Wednesday, August 17, 2011

6 Layer Cake :)

There are no words for this cake. The first time I had it was when Ellen Griffin brought over a huge slice of it to our house. I'm so thankful for that day.. not being dramatic, just honest. It's her mom (Cindy Griffins) recipe and she was nice enough to share it with us :) This is definitely sweet tooth sisters go-to cake. It is devoured every time we make it, no matter how many people contribute to stuffing their faces. I have a friend who doesn't like chocolate, but loves this cake. I also have a friend who doesn't like cake, but guess what.. she loves this cake. Credit for the best cake ever goes to Cindy Griffin. Thanks so much! We know we can't make it as good as hers, but we try our hardest! I am confident you will fall in love with this cake. Here's what you need for the Swiss Torte Cake (6 layer cake, Cindy Griffin cake, best cake ever, chocolate cool whip cake) any of the above will work
Chocolate cake mix, instant chocolate pudding, eggs, oil, vanilla, and buttermilk. Combine all ingredients into one large mixing bowl, easy as pie! Actually, easier than pie
Stir on low speed until combined.
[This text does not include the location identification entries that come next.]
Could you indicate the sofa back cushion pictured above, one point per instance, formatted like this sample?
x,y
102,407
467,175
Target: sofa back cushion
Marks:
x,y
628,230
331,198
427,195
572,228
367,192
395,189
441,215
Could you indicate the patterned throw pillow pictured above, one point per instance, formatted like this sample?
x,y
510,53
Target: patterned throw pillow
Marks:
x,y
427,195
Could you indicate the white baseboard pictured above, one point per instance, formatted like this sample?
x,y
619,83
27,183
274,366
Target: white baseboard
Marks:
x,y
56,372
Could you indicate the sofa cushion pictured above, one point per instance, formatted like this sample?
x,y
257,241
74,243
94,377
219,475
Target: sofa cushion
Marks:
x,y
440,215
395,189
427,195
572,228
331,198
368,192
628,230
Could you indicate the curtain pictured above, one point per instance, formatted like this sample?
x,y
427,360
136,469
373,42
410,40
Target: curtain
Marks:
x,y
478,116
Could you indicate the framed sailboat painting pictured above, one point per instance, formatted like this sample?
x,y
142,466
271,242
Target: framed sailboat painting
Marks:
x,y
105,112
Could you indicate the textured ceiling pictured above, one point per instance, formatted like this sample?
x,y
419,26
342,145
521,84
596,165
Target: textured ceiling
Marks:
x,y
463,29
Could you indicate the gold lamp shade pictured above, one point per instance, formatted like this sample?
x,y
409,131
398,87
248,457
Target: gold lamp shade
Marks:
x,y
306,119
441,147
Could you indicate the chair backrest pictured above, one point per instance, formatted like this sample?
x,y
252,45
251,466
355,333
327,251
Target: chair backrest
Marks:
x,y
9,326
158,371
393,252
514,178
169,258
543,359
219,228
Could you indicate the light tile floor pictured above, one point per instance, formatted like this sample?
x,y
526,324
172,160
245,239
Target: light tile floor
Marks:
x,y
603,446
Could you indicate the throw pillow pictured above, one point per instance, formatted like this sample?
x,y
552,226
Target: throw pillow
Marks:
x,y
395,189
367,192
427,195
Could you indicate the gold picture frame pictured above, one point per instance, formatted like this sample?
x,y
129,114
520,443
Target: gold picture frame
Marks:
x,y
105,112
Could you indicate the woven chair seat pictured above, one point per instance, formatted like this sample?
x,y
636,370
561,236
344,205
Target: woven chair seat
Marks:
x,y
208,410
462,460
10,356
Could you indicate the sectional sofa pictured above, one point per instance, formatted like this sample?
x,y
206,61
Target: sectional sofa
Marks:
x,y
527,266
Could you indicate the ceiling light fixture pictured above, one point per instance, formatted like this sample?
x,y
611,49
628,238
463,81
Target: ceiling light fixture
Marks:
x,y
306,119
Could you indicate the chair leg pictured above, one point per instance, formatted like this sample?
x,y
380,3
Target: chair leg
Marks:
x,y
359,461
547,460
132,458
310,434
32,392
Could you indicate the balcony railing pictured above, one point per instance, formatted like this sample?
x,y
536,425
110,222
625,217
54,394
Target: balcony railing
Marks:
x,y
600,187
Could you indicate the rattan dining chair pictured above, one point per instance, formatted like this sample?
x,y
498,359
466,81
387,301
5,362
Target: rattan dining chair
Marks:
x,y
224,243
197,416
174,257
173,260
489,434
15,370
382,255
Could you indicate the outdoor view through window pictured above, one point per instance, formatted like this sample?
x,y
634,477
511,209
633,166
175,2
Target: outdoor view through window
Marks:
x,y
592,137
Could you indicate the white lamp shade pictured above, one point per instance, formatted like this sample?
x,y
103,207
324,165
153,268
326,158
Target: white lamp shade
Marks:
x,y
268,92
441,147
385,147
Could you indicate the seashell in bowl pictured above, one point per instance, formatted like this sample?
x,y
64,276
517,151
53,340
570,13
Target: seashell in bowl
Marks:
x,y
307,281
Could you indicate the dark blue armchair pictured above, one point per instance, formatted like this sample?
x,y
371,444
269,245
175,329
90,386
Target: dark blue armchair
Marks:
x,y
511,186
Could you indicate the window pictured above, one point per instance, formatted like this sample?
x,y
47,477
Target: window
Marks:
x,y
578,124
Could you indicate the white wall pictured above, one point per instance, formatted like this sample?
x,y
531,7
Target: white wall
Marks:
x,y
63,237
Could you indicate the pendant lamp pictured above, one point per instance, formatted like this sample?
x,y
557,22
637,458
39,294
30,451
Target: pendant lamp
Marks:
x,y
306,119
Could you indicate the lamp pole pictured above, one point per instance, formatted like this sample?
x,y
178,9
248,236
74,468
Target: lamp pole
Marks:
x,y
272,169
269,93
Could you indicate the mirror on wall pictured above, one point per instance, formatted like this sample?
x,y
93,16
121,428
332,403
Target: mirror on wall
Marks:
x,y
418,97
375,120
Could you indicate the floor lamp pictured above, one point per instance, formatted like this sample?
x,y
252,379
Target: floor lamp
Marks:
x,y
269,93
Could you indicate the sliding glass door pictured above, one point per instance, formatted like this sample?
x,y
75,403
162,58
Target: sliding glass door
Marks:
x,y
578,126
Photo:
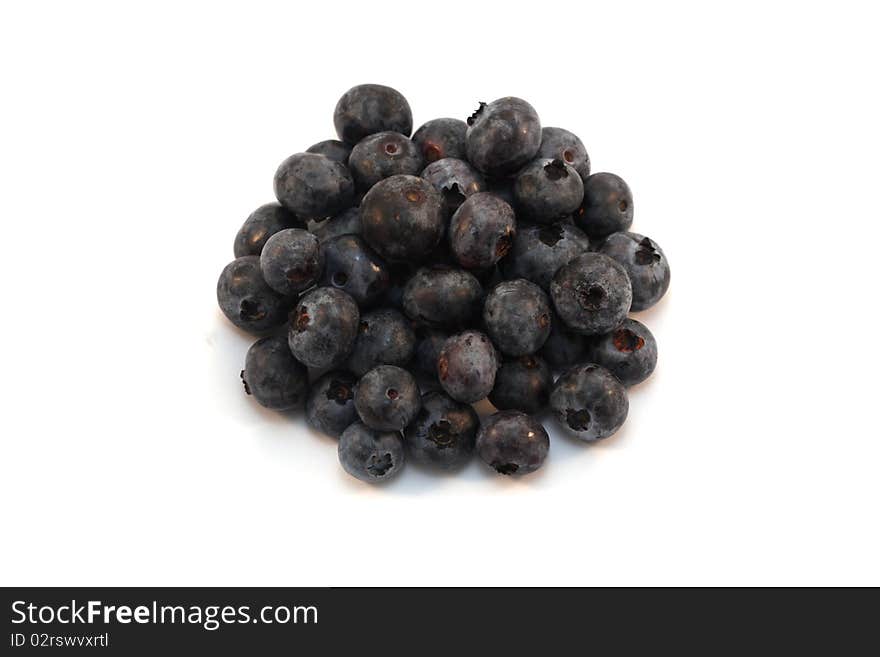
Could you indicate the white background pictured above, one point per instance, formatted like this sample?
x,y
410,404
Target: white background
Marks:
x,y
136,137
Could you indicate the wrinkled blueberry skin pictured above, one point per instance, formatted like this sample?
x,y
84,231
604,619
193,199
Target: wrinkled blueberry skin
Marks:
x,y
247,300
291,261
323,327
353,267
592,293
330,406
442,297
332,148
547,191
370,455
385,337
313,186
511,442
383,155
402,218
466,366
455,180
558,143
589,402
443,433
262,223
522,384
370,108
481,231
645,264
503,136
387,398
539,251
440,138
563,347
629,352
348,222
607,206
273,376
517,317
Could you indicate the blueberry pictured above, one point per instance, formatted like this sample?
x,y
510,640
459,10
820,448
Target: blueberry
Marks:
x,y
607,207
402,217
347,222
387,398
332,148
247,300
441,138
353,267
273,376
629,352
539,251
443,432
370,455
291,261
370,108
313,186
522,384
592,293
385,337
503,136
645,264
481,231
262,223
466,366
455,180
330,405
323,327
381,156
512,442
442,297
589,402
557,143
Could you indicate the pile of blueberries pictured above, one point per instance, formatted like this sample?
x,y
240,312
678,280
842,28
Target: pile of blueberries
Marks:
x,y
399,279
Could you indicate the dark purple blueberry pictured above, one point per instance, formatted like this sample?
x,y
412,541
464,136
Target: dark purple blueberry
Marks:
x,y
511,442
291,261
629,352
517,317
522,384
442,297
330,406
387,398
371,455
592,293
466,366
443,432
385,337
589,402
607,207
440,138
402,218
273,376
539,251
481,231
558,143
262,223
370,108
323,327
503,136
381,156
247,300
547,191
313,186
353,267
645,264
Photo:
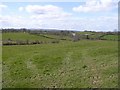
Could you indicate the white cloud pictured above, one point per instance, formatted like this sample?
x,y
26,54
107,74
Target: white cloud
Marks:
x,y
37,9
47,11
2,7
96,5
101,23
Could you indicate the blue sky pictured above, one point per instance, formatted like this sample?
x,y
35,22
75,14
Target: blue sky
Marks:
x,y
95,15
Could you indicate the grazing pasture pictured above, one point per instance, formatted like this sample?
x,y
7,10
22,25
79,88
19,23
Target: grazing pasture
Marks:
x,y
82,64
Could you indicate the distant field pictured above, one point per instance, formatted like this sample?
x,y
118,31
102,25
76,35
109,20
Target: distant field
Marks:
x,y
83,64
23,36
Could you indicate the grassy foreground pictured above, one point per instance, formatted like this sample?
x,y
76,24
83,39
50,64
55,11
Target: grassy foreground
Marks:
x,y
83,64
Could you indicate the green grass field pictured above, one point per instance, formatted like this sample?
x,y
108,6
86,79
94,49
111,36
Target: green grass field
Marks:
x,y
23,36
83,64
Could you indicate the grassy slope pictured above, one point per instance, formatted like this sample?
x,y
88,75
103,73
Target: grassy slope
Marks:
x,y
79,64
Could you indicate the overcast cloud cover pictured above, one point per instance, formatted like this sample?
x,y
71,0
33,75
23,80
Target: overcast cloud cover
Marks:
x,y
99,15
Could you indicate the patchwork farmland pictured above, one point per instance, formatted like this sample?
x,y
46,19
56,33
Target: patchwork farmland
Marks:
x,y
57,59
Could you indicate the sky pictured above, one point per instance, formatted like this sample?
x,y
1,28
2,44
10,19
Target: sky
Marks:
x,y
93,15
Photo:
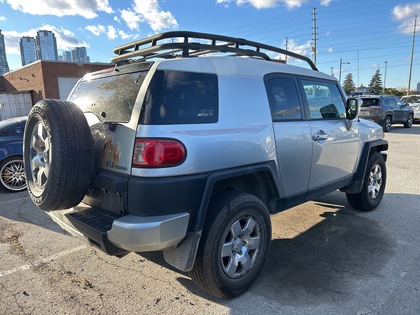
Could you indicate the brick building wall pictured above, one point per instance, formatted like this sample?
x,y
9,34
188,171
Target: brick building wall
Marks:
x,y
41,77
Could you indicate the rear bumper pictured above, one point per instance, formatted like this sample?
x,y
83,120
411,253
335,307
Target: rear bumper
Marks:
x,y
116,235
139,234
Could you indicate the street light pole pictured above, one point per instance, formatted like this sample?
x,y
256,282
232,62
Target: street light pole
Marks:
x,y
386,64
412,54
341,63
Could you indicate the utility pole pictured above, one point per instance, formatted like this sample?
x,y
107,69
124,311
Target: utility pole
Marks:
x,y
314,34
341,63
386,64
412,54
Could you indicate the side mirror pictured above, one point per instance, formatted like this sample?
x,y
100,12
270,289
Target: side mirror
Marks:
x,y
353,107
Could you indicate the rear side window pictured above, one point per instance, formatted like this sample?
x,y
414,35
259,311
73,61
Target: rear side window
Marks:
x,y
324,100
284,99
177,97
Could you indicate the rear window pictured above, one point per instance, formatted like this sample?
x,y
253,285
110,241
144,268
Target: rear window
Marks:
x,y
177,97
111,98
370,102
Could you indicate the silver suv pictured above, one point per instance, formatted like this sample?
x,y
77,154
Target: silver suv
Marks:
x,y
386,110
181,149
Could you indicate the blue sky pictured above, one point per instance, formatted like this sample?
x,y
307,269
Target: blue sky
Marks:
x,y
365,35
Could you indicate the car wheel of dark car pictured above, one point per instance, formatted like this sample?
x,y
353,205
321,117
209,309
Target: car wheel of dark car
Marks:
x,y
373,185
234,245
409,122
12,174
58,154
387,123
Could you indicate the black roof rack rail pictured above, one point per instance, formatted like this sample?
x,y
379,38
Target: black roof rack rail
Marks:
x,y
167,45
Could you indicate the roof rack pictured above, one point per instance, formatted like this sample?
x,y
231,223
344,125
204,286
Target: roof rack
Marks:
x,y
181,44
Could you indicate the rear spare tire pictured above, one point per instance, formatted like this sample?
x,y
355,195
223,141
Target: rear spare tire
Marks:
x,y
58,157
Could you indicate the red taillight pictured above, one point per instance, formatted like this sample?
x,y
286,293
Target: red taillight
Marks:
x,y
158,153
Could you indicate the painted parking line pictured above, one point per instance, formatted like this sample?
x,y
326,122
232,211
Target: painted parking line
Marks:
x,y
42,261
13,200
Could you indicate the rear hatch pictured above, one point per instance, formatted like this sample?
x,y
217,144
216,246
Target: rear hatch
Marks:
x,y
370,108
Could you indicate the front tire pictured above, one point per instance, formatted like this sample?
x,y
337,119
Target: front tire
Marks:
x,y
234,246
58,157
387,124
374,183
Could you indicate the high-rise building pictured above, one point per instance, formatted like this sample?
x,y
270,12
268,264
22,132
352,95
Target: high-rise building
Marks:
x,y
4,66
46,45
66,56
79,54
27,50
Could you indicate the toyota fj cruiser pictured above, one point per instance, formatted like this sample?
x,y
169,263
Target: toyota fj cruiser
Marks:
x,y
182,149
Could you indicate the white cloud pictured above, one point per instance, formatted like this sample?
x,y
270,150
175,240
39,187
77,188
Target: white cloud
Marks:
x,y
325,3
132,19
124,36
66,40
292,46
96,29
86,8
148,11
405,15
112,32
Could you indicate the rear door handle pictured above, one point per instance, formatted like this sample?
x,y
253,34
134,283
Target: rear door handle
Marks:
x,y
319,137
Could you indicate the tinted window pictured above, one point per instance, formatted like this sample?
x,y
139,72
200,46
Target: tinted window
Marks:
x,y
111,97
324,100
284,99
390,102
176,97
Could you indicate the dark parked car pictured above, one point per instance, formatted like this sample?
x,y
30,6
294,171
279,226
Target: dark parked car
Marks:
x,y
386,110
12,175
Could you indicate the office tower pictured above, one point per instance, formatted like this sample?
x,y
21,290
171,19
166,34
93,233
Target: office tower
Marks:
x,y
66,56
4,66
46,45
27,50
79,54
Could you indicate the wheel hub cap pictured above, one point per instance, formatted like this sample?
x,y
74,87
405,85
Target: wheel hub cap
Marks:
x,y
241,247
40,151
375,181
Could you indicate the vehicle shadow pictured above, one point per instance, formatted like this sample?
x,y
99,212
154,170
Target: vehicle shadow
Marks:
x,y
414,130
19,207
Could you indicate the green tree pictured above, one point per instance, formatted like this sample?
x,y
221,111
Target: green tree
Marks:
x,y
375,84
348,84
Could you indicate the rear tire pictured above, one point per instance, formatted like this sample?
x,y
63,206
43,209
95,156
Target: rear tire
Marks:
x,y
234,246
58,155
409,122
374,183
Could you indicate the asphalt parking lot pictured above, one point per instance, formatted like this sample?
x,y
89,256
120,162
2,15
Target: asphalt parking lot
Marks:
x,y
325,259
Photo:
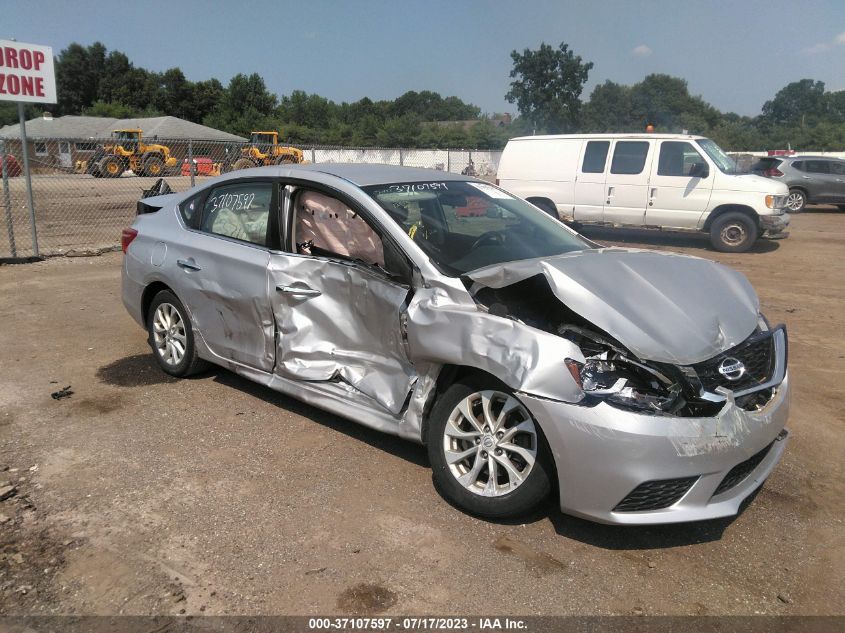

Turn up the speed to about medium and beat for 30 seconds, or until there are no/few lumps in the batter. Finished batter
Pour batter evenly into 3 well greased cake pans
Bake to perfection
Carefully flip out of pans right away onto a wax paper lined cooling rack. Let the cakes cool to room temperature. While cooling, prepare the cool whip frosting. Here's what you'll need for the most amazing frosting ever
Cream cheese, sugar, powdered sugar, vanilla, cool whip, and hershey candy bars. In a large mixing bowl, beat together cream cheese, vanilla, sugar, and powdered sugar
Beat until creamy. Fold in thawed cool whip and chopped hershey bars
Here's the finished frosting
Don't even bother trying to resist this stuff. Now assemble the cake. Cut the cooled cake layers in half to make 2 layers
Carefully pick up half of the cut layer and place it on the serving plate you're using. Slap some frosting on top
Spread it around evenly and lay the other half of the layer on. Repeat until all 6 layers have been stacked
Use the remaining frosting to cover the tops and outside of the cake
Now slice, and surprise :)
Here's the beautiful birthday girl with her cake
And if you want, some people like oreos on their cake..
I love this little booger. Keep cake refrigerated! Personally I like this cake better when it sits overnight, I think it's more moist the second day.

Swiss Chocolate Cake 
(Mrs. Cindy Griffin)

1 box chocolate cake mix (milk chocolate, devils food, swiss chocolate)- any will work
1 small box instant chocolate pudding
3 eggs
1 Tbs. vanilla
1 cup oil
1 1/2 cups buttermilk

Combine all ingredients in a large mixing bowl. Beat on low speed until combined, turn mixer up to medium speed and beat until there are no lumps in the batter. Pour into 3 8-inch round greased cake pans. Bake at 350 degrees for 20-30 minutes or until cakes are no longer jiggly in the middle. Remove from the oven and let sit about 2 minutes. Carefully flip cakes out onto wax/parchment paper lined cooling racks. Prepare the frosting while the cakes are cooling.

cool whip frosting:
8 oz. cream cheese, soft
1/2 cup sugar
1 cup powdered sugar
2 tsp. vanilla extract
16 oz. cool whip, soft
6 hershey bars, chopped

Beat together cream cheese, both sugars, and vanilla until smooth and creamy. Fold in cool whip and chopped hershey bars. Now it's time to assemble your cake. Cut the cooled cake layers in half to make 2 layers. Carefully pick up half of the cut layer and place it on the serving plate you're using. Slap some frosting on top. Spread it around evenly and lay the other half of the layer on. Repeat until all 6 layers have been stacked. Use the remaining frosting to cover the tops and outside of the cake. Refrigerate at least 2 hours before serving. I guarantee this cake will be a huge hit. Thanks again for the recipe, Cindy!